New Airman learns unlikely lessons

  • Published
  • By Airman Frank Snider
  • 4th Fighter Wing Public Affairs
The 6-inch shirt. The hospital corners on the beds. Folding your underwear.

Nearly everyone looks back at basic military training and remembers what I’m talking about. Many, however, miss the fact those things they made us do teach a lesson, especially the 6-inch shirt; one just has to realize it.

My name used to be just Frank Snider. Now I am Airman Snider. I became part of the Air Force Feb. 10.

Basic training! I was out in front of my military training instructor, often as a water monitor, so he knew my name well. Fortunately for me, the days moved quickly and time flew by.

I graduated and moved on to Fort George G. Meade, Md. for technical training.

School lasted three months, and during that entire time I was learning about the Air Force, about journalism and about what my role would be in the years to come.

Then came another graduation and another base.

During the past two months here, I’ve been reflecting on the last few months of my life. Reflecting back to that 6-inch shirt.

In basic training we all thought, “This is the stupidest thing in the world. Why are we doing this?”

However, when I arrived here, I began to understand some of the reasons the instructors were so tough on that perfectly folded 6-inch shirt.
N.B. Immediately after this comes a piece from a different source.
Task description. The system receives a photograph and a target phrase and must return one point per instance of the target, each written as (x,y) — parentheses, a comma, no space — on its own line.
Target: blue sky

They were preparing us to work with precision.

Even though I don’t work directly with aircraft, in my job as a public affairs specialist, a bad flash or aperture adjustment on my camera or even a misplaced letter in a news release I'm typing can mean much more work for me or cause embarrassment and cost the Air Force some credibility.

Another example comes from a friend of mine who maintains survival equipment, mainly parachutes. He brought something up to me the other day that really relates.

He told me if he was sewing together a parachute and used the wrong type of thread or missed a stitch, a pilot could die.

It just goes to show that some of the strangest things that people are told to do can have a hidden lesson, just like those six-inch shirts.